Example 3 — What-If: healthy business takes on $50K short-term debt

Starting from Example 1 ($450K assets, $250K liabilities), the business borrows $50K to fund expansion.

New cash$120,000 + $50,000 = $170,000
New total assets$500,000
New short-term debt$80,000 + $50,000 = $130,000
New total liabilities$300,000
New working capital$500,000 − $300,000 = $200,000 (unchanged)
New current ratio$500,000 / $300,000 = 1.67 (Healthy, down from 1.80)
New quick ratio($500,000 − $100,000) / $300,000 = 1.33 (Tight, down from 1.40)

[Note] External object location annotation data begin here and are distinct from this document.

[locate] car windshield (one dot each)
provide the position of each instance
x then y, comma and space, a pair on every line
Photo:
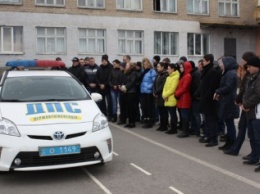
42, 88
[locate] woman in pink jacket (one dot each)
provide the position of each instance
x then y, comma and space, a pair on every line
183, 96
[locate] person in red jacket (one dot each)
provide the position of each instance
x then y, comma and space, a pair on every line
183, 96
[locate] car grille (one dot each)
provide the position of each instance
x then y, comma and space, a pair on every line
32, 159
70, 136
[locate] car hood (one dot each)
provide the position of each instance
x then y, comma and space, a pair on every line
38, 113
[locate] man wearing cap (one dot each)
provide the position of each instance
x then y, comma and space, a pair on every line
156, 60
77, 70
251, 101
242, 123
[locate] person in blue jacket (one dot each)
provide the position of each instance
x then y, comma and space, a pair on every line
146, 89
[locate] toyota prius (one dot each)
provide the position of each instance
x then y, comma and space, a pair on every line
48, 120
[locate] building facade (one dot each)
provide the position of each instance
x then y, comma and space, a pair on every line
46, 29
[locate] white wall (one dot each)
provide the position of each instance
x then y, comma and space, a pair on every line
245, 38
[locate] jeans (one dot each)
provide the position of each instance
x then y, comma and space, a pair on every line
148, 106
173, 114
231, 129
163, 116
254, 128
211, 126
195, 117
114, 99
242, 127
130, 107
184, 113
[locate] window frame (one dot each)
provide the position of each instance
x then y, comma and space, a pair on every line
232, 3
96, 37
129, 9
46, 42
202, 48
6, 2
12, 51
127, 39
92, 7
200, 7
50, 5
162, 11
162, 46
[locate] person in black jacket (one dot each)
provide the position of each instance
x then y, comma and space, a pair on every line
103, 74
91, 77
210, 79
129, 88
226, 95
242, 123
157, 92
77, 70
115, 80
195, 114
251, 105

Net working capital stays the same because debt adds equally to assets and liabilities. But the ratios drop because the denominator grows proportionally more. The current ratio went from 1.80 to 1.67 — still healthy, but worth monitoring.

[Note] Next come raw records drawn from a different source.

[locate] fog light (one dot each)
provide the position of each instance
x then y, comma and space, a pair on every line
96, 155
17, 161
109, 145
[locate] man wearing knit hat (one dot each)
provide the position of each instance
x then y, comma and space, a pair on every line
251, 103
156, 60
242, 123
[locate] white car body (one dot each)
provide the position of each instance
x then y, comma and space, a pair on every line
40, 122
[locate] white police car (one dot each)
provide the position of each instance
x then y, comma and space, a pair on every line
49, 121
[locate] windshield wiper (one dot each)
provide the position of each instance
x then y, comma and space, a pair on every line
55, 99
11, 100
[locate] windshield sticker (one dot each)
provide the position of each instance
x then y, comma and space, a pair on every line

Understanding Working Capital

What Is Working Capital?

Working capital is the money available to fund day-to-day operations. It measures the gap between what a business owns in the short term (current assets) and what it owes in the short term (current liabilities). Positive working capital means the business can pay its bills, invest in growth, and handle unexpected expenses.

Why Ratios Matter More Than the Number

A business with $200K working capital sounds healthy, but context matters. If that business has $10M in liabilities, $200K is a razor-thin margin. The current ratio normalises working capital relative to liabilities, making it easier to compare across businesses of different sizes and industries.

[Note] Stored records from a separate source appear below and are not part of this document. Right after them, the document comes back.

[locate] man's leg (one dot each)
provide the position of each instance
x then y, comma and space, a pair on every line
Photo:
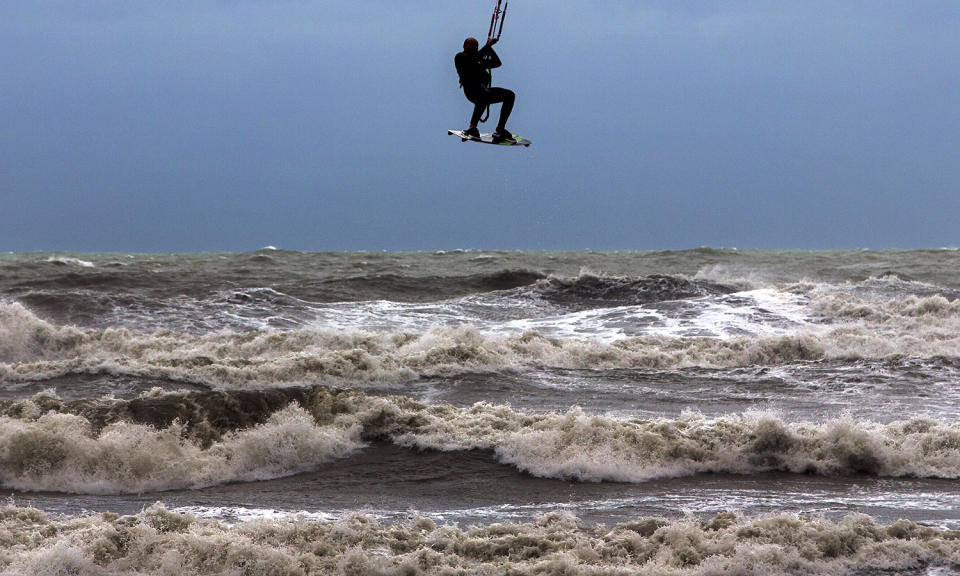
478, 110
505, 96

Quick Ratio: The Acid Test

The quick ratio strips out inventory because it may take weeks or months to sell. A manufacturing company with $5M in raw materials cannot pay next week's payroll with steel beams. The quick ratio answers: can the business meet its obligations without selling inventory? A quick ratio above 1.0 means yes.

Cash Ratio: The Most Conservative

The cash ratio uses only cash and cash equivalents — no receivables, no inventory. It shows whether the business can pay all current liabilities right now, with cash on hand. Most businesses have a cash ratio below 1.0, which is normal. It becomes a concern when combined with a low quick ratio.

Industry Benchmarks

Ideal ratios vary by industry. Retail businesses often have current ratios near 1.0 because they turn inventory quickly. Software companies may have ratios above 3.0 because they have minimal inventory and receivables convert fast. Compare your ratios to industry peers, not just the generic scale.

Frequently Asked Questions

A current ratio between 1.5 and 2.0 is generally considered healthy. Above 2.0 is strong but may indicate the business is not using its assets efficiently. Below 1.0 means current liabilities exceed current assets, which is a warning sign. The ideal ratio depends on your industry and business model.
Working capital is a balance sheet snapshot: current assets minus current liabilities at a point in time. Cash flow measures the actual movement of money in and out of the business over a period. A company can have strong working capital but poor cash flow if receivables are growing faster than collections. Both metrics are important for assessing financial health.
Yes. Excess working capital (very high current ratio, like 4.0+) may mean the business is holding too much cash or inventory that could be invested for growth. Shareholders may view this as inefficient capital allocation. The goal is to have enough liquidity to operate safely without hoarding idle assets.
Common strategies include: collecting receivables faster (shorter payment terms, early payment discounts), reducing inventory levels (just-in-time ordering), negotiating longer payment terms with suppliers, and converting short-term debt to long-term debt. The What-If tab lets you model some of these scenarios.
No. This is a universal working capital calculator that works with any currency. It uses standard financial ratios (current ratio, quick ratio, cash ratio) that are consistent across international accounting standards. No country-specific accounting rules or tax data are applied.